Wait a minute. Alarm bells were ringing. Kenneth's stroll through Reese's department was for his self-confidence, a practice run for real life this coming weekend. Not to pick up another date with the prettiest girl of the bunch.

"Hey, Barb," Reese called. "You remember Kenneth who came by yesterday, right? From the help desk?"

"I remember someone tall and helpful," Barb said, leaning against her wall to poke her head into the action. The wall swayed dangerously.

"Help desk?" Clem asked. She snorted in laughter. "Is that what they call it?"

Kenneth cleared his throat and did his shuffling step again. "Something like that, yeah."
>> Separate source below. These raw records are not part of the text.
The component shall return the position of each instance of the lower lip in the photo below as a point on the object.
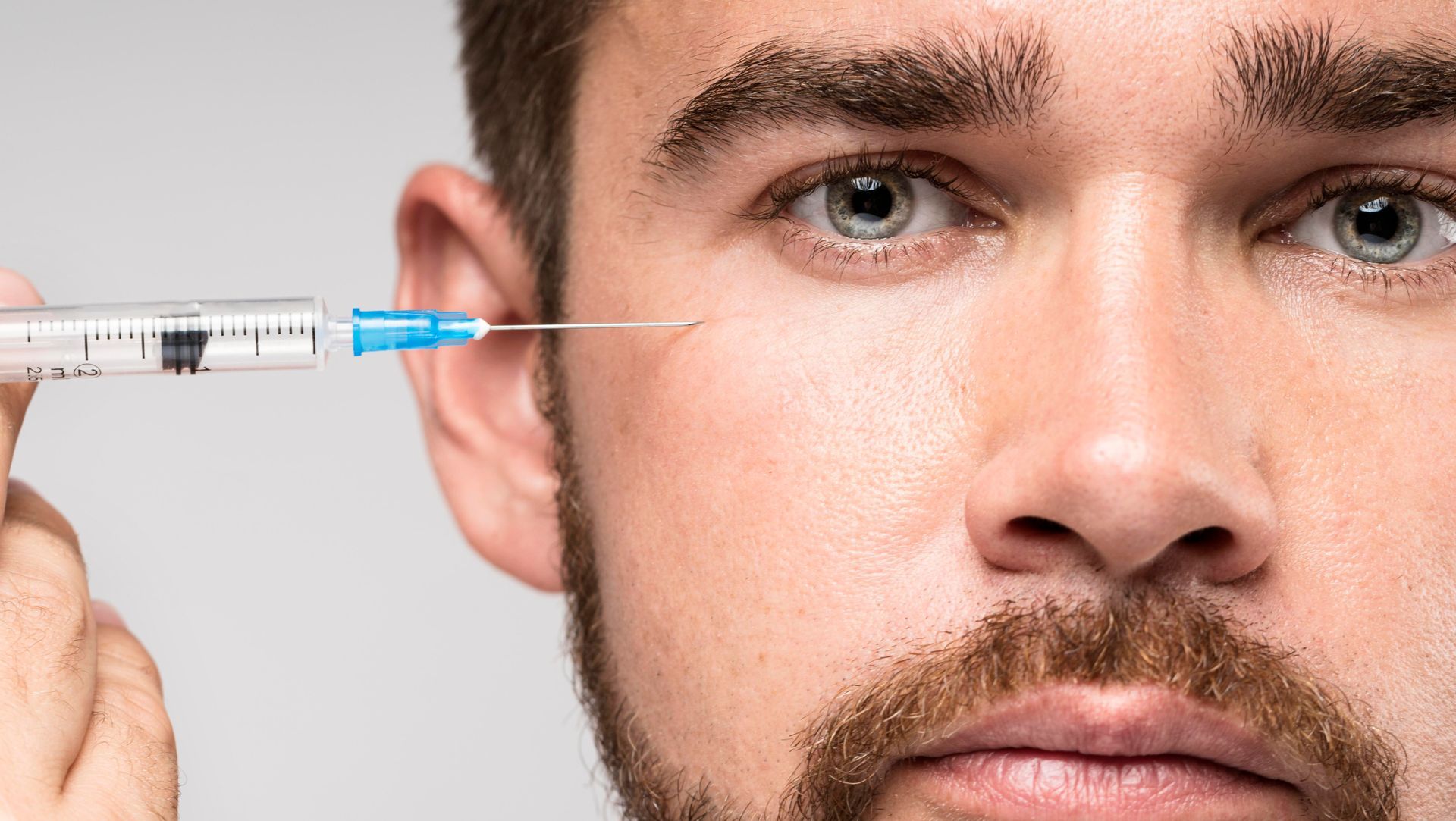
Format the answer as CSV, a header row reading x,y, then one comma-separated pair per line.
x,y
1060,786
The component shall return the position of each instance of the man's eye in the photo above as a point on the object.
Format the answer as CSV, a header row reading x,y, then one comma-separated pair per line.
x,y
878,205
1379,227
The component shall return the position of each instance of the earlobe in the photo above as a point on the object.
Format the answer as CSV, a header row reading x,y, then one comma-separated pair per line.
x,y
485,434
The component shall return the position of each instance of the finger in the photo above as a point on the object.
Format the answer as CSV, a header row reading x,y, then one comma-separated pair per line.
x,y
47,639
128,757
15,398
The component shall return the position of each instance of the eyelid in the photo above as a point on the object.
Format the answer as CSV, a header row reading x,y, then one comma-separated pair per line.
x,y
922,165
1323,186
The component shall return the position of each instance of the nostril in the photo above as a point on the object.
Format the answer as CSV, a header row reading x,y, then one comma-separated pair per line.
x,y
1207,537
1036,526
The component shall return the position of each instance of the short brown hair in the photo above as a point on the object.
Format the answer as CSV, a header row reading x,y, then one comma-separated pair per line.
x,y
520,61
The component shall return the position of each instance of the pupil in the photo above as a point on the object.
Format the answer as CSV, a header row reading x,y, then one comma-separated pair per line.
x,y
1378,221
871,197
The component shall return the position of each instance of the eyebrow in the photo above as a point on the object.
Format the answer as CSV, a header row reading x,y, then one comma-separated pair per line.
x,y
928,83
1304,77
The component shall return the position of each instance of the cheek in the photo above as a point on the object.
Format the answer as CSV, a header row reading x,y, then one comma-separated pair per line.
x,y
781,472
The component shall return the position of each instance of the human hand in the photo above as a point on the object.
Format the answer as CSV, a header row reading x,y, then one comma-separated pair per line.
x,y
83,731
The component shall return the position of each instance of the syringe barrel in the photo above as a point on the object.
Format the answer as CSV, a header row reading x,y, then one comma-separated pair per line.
x,y
67,343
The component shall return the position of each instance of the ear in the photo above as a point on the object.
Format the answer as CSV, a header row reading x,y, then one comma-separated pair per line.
x,y
485,434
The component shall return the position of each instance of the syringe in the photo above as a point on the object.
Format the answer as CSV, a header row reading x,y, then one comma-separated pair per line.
x,y
69,343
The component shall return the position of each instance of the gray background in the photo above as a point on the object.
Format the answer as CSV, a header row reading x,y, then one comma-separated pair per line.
x,y
331,645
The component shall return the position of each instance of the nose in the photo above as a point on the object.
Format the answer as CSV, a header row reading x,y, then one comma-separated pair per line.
x,y
1117,447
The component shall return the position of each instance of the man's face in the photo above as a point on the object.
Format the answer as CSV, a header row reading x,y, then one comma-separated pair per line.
x,y
1072,402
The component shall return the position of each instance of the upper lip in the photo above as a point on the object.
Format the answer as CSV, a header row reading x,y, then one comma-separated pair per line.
x,y
1120,721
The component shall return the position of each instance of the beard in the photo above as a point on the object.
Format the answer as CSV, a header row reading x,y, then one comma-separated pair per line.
x,y
1142,635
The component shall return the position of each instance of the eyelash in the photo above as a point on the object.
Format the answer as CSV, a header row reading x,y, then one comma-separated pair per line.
x,y
788,191
1438,277
842,254
783,194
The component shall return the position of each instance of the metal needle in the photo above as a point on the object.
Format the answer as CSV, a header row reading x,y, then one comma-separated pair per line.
x,y
593,325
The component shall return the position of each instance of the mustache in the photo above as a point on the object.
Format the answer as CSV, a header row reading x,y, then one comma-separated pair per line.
x,y
1156,637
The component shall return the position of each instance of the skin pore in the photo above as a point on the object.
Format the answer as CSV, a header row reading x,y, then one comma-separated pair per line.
x,y
1122,384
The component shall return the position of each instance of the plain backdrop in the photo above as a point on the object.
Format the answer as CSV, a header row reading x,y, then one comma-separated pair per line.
x,y
331,645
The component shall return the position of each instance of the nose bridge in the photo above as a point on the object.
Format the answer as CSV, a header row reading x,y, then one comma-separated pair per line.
x,y
1128,281
1119,437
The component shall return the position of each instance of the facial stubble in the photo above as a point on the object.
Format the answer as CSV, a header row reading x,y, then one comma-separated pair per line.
x,y
1142,635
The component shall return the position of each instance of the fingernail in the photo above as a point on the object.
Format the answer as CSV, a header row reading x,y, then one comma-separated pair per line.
x,y
107,615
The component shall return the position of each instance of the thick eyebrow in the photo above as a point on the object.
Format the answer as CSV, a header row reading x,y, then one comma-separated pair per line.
x,y
1305,77
928,83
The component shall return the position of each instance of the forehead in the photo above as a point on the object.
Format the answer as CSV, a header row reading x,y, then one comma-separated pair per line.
x,y
1147,66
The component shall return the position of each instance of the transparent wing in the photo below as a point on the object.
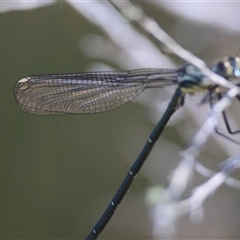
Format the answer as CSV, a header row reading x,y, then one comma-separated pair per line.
x,y
87,92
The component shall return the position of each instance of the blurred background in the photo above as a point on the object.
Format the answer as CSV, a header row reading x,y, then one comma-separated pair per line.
x,y
58,173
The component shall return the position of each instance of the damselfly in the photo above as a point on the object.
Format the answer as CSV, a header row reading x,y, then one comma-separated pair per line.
x,y
101,91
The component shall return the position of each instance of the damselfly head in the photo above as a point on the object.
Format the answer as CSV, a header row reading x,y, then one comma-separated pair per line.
x,y
229,67
192,80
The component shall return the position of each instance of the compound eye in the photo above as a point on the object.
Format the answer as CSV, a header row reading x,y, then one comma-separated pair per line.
x,y
220,69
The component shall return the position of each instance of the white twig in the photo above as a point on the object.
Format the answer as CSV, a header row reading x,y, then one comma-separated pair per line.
x,y
165,216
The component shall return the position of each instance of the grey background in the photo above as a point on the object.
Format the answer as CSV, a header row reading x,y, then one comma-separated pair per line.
x,y
58,173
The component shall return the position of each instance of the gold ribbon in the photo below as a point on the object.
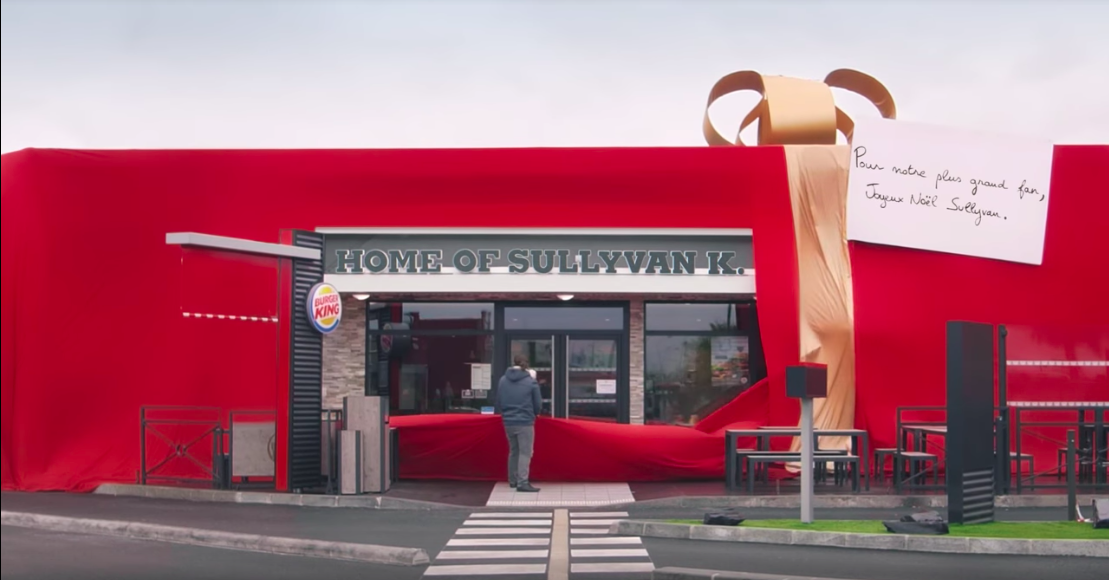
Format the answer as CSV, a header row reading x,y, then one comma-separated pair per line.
x,y
797,111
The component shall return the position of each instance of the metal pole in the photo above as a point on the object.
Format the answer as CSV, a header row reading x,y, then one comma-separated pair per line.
x,y
142,447
1003,415
806,460
1071,482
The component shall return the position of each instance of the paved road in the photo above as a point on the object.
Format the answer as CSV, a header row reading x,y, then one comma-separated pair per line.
x,y
29,555
36,555
866,565
841,514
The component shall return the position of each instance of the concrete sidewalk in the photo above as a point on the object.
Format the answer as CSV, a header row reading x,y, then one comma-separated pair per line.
x,y
409,529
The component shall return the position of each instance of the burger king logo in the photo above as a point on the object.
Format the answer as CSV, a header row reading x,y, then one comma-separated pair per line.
x,y
325,307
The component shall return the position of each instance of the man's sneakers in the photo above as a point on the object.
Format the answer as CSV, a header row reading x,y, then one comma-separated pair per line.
x,y
527,488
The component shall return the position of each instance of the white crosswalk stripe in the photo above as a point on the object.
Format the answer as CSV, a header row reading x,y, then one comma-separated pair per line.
x,y
520,546
497,545
596,553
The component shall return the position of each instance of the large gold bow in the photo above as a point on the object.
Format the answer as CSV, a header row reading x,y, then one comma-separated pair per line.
x,y
797,111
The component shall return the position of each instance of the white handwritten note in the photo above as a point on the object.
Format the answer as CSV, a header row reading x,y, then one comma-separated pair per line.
x,y
948,190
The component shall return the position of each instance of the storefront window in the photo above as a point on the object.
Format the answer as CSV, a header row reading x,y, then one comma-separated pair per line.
x,y
694,317
563,318
430,316
431,357
697,358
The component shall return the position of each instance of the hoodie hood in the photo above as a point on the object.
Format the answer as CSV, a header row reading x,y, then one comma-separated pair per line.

"Oh, and these are a few of my other colleagues," Reese said, continuing on. Something was up whenever help desk was mentioned around Kenneth, but damned if she could guess what it was. "Carol, Bethany, Lucy, Shavon, Tara, and Wanda. And this is Clem, who loves sci-fi shows. I had no idea."

"Hi, everybody," he said, making brief eye contact with the ladies, exactly as Reese's coaching sheets explained. He landed and stayed on Clem, though.

"It's short for Clementine," Clem said. The warning bells in Reese's head went berserk. This was Clem's showstopper test. Any man who made fun of her name was black-marked for life, but any man who didn't was potential mate material.

"But you prefer Clem?" Kenneth asked, not losing a beat.

He passed the test.

Clem was radiant, and Reese broke into a sweat. Her logical side tried to convince her that this was good. He was making serious headway on his chatting skills. Her illogical, hormonal side, which had been throwing fits since Kenneth first proposed to hire her, was, once again, going feral. Clem would sink her kitten claws in her client if she didn't save him pronto.

And for some reason, the thought of anotherwoman getting it on with her hunky nerd sent Reese off the edge of calm.